There is no currency war stemming from all the global quantitative easing, proclaims The Economist. And if there was, it wouldn’t be bad. The Economist’s Free Exchange columnist has written: “QE’s impact on its trading partners may be positive or negative; it depends on a country’s trade intensity, the substitutability between its and its competitors’ products, and how sensitive domestic demand is to lower rates. The point is that this is not a zero sum game; QE raises a country’s GDP by more than any improvement in the trade balance.
Writing in the Financial Times, BlackRock Vice Chairman Phillip Hildebrand argued “there is no such thing as a currency war.” The former chairman of the Swiss National Bank wrote: “The monetary policy battles that have been fought and continue to be fought in so many economies are domestic ones. They are fights against weak demand, high unemployment and deflationary pressures. A greater danger to the world economy would in fact arise if central banks did not engage in these internal battles.”

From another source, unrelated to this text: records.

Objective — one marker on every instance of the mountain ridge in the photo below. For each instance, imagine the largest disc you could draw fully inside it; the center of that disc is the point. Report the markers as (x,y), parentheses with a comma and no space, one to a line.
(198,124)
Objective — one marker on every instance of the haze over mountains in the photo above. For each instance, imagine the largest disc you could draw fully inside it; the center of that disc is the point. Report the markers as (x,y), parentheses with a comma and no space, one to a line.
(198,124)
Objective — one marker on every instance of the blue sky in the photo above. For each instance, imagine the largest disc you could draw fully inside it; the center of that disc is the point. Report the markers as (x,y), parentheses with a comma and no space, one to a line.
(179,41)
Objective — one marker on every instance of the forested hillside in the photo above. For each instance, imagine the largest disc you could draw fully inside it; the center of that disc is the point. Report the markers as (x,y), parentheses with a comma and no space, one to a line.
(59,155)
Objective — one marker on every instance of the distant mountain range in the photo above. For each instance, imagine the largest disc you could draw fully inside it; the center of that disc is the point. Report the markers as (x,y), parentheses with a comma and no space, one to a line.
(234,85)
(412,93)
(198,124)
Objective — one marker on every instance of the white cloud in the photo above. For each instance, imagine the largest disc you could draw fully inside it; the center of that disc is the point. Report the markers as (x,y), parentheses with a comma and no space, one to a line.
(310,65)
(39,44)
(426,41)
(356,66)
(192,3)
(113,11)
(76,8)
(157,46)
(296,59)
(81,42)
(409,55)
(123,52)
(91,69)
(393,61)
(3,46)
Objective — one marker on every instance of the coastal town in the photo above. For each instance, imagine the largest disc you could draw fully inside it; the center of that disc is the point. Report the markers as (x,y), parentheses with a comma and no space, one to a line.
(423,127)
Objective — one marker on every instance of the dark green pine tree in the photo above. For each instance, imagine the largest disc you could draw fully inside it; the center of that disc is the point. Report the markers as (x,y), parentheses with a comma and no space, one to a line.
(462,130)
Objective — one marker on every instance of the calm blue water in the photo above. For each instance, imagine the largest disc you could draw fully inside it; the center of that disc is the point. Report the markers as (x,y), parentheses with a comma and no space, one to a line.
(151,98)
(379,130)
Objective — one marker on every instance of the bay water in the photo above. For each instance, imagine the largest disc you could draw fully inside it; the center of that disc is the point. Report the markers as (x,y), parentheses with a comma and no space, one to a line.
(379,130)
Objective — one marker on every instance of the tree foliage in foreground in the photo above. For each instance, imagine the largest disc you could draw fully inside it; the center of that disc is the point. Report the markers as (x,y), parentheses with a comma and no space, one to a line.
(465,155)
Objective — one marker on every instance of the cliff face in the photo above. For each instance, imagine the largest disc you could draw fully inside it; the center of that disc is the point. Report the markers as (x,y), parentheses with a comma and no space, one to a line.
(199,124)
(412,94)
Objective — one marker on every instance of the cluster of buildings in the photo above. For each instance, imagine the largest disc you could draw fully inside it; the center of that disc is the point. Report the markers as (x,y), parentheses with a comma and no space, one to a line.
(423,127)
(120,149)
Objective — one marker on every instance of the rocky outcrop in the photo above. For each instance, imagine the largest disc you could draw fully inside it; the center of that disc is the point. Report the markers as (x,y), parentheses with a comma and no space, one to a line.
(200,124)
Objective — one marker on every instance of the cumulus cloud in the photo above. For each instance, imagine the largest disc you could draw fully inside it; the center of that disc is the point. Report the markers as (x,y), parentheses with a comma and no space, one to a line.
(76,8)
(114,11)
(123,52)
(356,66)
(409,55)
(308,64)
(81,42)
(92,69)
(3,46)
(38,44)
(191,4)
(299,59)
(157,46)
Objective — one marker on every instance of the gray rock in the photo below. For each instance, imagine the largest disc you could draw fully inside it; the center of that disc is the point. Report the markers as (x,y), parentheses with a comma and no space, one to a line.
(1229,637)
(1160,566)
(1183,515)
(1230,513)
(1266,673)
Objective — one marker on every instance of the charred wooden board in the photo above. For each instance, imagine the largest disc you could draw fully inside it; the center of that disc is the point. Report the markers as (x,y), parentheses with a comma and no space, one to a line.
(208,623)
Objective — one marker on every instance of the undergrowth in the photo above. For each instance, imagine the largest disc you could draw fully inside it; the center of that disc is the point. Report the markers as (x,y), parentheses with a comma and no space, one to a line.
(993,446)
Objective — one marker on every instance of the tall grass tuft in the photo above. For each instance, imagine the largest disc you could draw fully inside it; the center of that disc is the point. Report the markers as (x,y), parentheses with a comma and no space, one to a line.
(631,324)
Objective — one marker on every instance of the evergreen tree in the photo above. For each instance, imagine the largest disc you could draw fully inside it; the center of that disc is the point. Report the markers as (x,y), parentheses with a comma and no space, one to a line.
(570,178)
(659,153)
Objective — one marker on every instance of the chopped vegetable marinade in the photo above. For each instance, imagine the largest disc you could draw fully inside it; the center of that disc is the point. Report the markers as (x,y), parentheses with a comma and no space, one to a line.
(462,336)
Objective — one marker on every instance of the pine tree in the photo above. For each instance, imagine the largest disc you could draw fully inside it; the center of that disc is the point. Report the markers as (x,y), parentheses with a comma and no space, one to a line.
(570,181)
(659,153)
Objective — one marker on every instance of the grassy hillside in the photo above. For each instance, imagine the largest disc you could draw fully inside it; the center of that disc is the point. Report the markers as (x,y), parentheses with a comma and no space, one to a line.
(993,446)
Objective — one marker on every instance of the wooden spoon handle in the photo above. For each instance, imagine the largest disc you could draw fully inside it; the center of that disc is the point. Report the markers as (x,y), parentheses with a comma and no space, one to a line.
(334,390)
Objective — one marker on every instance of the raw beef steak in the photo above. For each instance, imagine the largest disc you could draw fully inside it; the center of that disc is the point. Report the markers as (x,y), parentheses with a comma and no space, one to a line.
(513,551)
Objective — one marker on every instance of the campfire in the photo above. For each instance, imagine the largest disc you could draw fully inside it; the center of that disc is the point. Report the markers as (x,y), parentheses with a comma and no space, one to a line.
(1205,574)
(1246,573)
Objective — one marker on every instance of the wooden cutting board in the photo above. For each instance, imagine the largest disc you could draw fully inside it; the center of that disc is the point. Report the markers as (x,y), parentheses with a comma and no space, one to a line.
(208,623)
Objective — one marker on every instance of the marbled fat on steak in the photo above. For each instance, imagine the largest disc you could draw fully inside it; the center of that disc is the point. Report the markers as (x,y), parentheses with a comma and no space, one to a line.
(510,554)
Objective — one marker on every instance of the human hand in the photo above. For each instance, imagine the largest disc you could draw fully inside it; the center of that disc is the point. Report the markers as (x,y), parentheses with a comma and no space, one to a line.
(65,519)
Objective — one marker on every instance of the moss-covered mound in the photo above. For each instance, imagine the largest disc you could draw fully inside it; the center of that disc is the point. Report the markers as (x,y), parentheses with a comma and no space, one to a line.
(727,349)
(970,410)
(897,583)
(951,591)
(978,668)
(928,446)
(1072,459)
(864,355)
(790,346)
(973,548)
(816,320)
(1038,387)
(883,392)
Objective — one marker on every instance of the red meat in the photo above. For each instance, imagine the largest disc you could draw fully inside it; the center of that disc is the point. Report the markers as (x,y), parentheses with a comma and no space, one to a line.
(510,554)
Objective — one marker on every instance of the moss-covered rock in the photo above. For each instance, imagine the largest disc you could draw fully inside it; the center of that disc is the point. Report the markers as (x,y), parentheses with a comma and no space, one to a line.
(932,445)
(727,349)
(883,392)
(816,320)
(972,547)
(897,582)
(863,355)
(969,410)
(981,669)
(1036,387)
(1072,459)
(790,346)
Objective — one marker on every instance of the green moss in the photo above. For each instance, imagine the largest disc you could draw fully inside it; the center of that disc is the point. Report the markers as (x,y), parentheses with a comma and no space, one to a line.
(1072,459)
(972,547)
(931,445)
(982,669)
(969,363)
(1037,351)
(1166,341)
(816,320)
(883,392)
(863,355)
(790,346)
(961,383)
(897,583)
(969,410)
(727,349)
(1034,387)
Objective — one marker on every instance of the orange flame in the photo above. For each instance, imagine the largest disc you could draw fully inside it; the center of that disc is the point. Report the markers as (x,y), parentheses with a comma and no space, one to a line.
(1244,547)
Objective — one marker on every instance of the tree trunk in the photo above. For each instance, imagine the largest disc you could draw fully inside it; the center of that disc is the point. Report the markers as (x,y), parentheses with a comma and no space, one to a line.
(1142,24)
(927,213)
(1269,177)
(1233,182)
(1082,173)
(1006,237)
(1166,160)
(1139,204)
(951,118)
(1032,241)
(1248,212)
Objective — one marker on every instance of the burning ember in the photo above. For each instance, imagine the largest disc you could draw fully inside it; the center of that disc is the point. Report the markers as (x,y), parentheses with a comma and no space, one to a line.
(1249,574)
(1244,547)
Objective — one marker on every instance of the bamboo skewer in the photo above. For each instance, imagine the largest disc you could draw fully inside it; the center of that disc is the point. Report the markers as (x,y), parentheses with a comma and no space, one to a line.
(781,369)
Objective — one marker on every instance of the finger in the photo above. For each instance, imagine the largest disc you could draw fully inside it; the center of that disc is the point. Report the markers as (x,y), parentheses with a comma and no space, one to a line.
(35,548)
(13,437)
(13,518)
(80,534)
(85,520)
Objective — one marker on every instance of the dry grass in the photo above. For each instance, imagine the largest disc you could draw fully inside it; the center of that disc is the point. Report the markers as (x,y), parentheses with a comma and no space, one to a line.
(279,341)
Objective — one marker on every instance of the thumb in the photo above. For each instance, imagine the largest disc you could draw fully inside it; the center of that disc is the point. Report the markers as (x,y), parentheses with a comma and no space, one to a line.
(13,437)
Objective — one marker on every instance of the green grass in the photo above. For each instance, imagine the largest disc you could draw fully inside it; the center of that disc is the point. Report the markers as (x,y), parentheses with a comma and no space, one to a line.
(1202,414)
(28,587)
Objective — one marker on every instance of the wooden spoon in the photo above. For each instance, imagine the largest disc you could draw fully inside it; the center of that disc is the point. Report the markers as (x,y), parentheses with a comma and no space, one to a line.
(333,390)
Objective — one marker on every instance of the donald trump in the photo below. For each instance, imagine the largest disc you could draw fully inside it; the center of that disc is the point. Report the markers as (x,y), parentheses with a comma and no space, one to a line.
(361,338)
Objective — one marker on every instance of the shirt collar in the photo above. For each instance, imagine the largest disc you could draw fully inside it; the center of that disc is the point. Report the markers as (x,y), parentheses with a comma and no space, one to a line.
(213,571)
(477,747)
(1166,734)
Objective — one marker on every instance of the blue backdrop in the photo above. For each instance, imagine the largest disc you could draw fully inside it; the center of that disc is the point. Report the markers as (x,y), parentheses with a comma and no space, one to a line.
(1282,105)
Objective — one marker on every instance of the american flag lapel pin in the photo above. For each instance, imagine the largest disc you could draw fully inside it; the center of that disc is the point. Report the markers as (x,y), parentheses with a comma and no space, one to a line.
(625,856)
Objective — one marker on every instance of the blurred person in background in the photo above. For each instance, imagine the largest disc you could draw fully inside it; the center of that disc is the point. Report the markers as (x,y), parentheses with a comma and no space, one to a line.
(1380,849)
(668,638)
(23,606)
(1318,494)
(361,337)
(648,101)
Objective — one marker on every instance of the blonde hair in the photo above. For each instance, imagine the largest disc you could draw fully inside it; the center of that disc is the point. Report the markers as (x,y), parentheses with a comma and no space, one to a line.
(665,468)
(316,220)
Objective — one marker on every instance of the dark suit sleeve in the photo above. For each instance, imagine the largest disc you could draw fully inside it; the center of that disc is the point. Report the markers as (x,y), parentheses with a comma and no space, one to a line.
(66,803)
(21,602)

Then why, one wonders, is the Group of Seven trying so hard to pretend there isn’t one or prevent one from growing. Meeting in London in mid-February, the G-7 published a statement: “We reaffirm that our fiscal and monetary policies have been and will remain oriented towards meeting our respective domestic objectives using domestic instruments, and that we will not target exchange rates.” The markets, reported the Financial Times, were “roiled” in the face of such reassurance. Apparently, the markets believe there is gambling going on in the casino.
It seems strange that some financial analysts should go to such lengths to proclaim that there is no gambling gone on in the casino. Writing earlier in the Financial Times, Chile Finance Minister Felipe Larrain took a very different tact: “The surge of quantitative easy around the world should be a reason to worry for many emerging economies....Developed countries are acting to support their economies, but it is the emerging markets that have absorbed the bulk of the severe currency appreciation that follows every round of QE – and in particular those countries committed to flexible exchange rate regimes and open markets. This is particularly true in a world where China continues to manage its exchange rates.”
Whatever analysts call it and however they choose to suggest that it is an isolated case, the fall of the yen in recent months is clearly designed to be the foundation of Japan’s recovery from economic stagnation. Even the Financial Times’ Martin Wolf called it “a beggar-my-neighbour devaluation.” He added that “the policy will encourage more aggressive monetary policy elsewhere, which should be helpful to the world economy, if anything.”
Apparently, French President Francois Hollande has not gotten the message regarding the lack of a currency war as the value of the euro has appreciated. “The euro should not fluctuate according to the mood of the markets,” Hollande told the European Parliament on February 5. “A monetary zone must have an exchange rate policy. If not, it will be subjected to an exchange rate that does not reflect the real state of the economy.”
The temptation is to believe that central bank tinkerers can magically set the right exchange rates without other central bankers taking countervailing actions. In advance of the G-20 meeting in Moscow, the Independent’s Russell Lynch reported: “IMF chief Christine Lagarde and Russia's deputy finance minister Sergei Storchak also denied the existence of currency wars, labelling recent swings in the yen as ‘market reaction to exclusively internal decision making.’” It sounds like the finance chiefs have decided to deny the obvious in hopes that the obvious will disappear.